We hunt. Sorry about that- but we do.Well, Killian does, he says he’ll trust me with a rifle when I can manage a stick shift- which means I wont be hunting anytime soon.
VENISON ROAST with German bread dumplings
1 hind leg of venison, shank removed—find a hunter or a butcher who offers game. Ask for the back leg of a young animal—do anything necessary to obtain this… sexual favors, state secrets, your first born
Salt 6 to 8 garlic cloves, peeled and cut into thick slivers
1/4 cup olive oil
About 1 cup of red wine, stock or water
2 tablespoons minced sage
2 tablespoons freshly ground black pepper
German BREAD DUMPLINGS (if you are short for time, spaetzle would be a great alternative)
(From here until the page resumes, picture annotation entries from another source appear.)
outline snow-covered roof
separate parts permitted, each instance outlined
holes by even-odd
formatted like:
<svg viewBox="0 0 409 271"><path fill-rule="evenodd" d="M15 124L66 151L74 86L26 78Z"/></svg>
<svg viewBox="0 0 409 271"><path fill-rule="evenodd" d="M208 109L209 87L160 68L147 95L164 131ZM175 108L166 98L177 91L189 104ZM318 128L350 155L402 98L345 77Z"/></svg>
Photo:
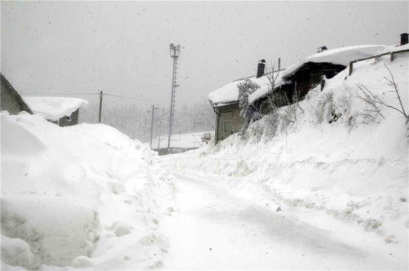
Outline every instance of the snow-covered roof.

8 to 10 slices of stale bread –not wonder bread. You want a solid loaf with a good crumb
1 teaspoon salt
1 1/4 cups tepid milk (not skim)
3 slices bacon
1/4 cup minced onion or shallot
1 tablespoon minced parsley
1 teaspoon dried marjoram
2 eggs, lightly beaten
Let the meat sit on a cutting board for 30 minutes before proceeding (more or less). After 30 minutes have elapsed, preheat the oven to 450°F. Mince the garlic into a paste with the salt and rub all over the meat, and then massage the oil all over it. Set the leg of venison on a rack in a roasting pan and pour enough wine, stock or water into the bottom of the roasting pan to just moisten the bottom—don’t cover the bottom or the meat will steam. You just want to limit the amount of smoke and prevent the fond from scorching. Put the venison in the oven and roast until it is nicely browned, but no more than 20 to 25 minutes. (Watch this- venison is lean and can quickly turn to shoe leather)
Take the venison out of the oven and drop the temperature to 350°F. Carefully sprinkle the minced sage and black pepper all over the roast.
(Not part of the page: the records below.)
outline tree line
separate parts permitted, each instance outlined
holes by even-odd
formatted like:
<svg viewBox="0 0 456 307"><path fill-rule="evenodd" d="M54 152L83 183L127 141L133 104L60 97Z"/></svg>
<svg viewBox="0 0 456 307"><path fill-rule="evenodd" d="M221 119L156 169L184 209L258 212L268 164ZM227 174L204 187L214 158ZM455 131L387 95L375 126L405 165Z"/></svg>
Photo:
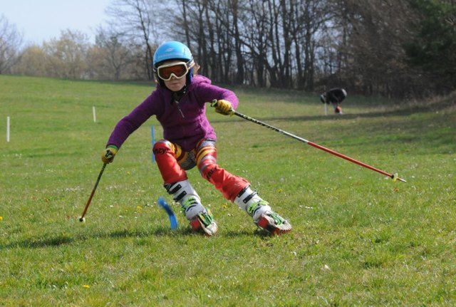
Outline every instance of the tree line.
<svg viewBox="0 0 456 307"><path fill-rule="evenodd" d="M106 14L95 43L66 30L22 48L0 18L0 73L151 80L172 39L218 83L395 98L456 88L456 0L113 0Z"/></svg>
Meanwhile—After you take the venison out of the fridge, crumble the stale bread and put it into a bowl. Pour the lukewarm milk over the bread and let it stand while you’re getting the venison ready to roast. If it looks like there is not enough milk, add a little water.
Fry the bacon in a small skillet and remove when crispy. Chop it fine. Sauté the onion in the bacon fat until it’s nice and brown. Mix the bacon and onion in a small bowl and allow to cool. Once it’s cool, mix in the parsley and marjoram.
When the venison goes into the oven, set a large pot of salted water on the stove to boil. Once it boils, drop the heat to a simmer.
If there is any milk still in the bread bowl, pour it off. Mix the bacon, onions, parsley and marjoram in with the bread. Squish it all through your fingers. Wait until the venison is resting to cook the dumplings.
While the meat rests, add the beaten eggs and mix well to combine. If the batter is too wet to form dumplings, add breadcrumbs a tablespoon at a time until you can roll the batter into a ball with your hands. Make sure your hands are wet when you do this or the batter will stick all over them. Gently lower each dumpling into the simmering water. Cover the pot. Once they float back to the surface, let them cook for another minute or two, then remove with a slotted spoon. Put them into the roasting pan you cooked the roast in. Drizzle with melted butter and toss on breadcrumbs. Slide under the broiler until you have crispy brown tops. Serve with the meat.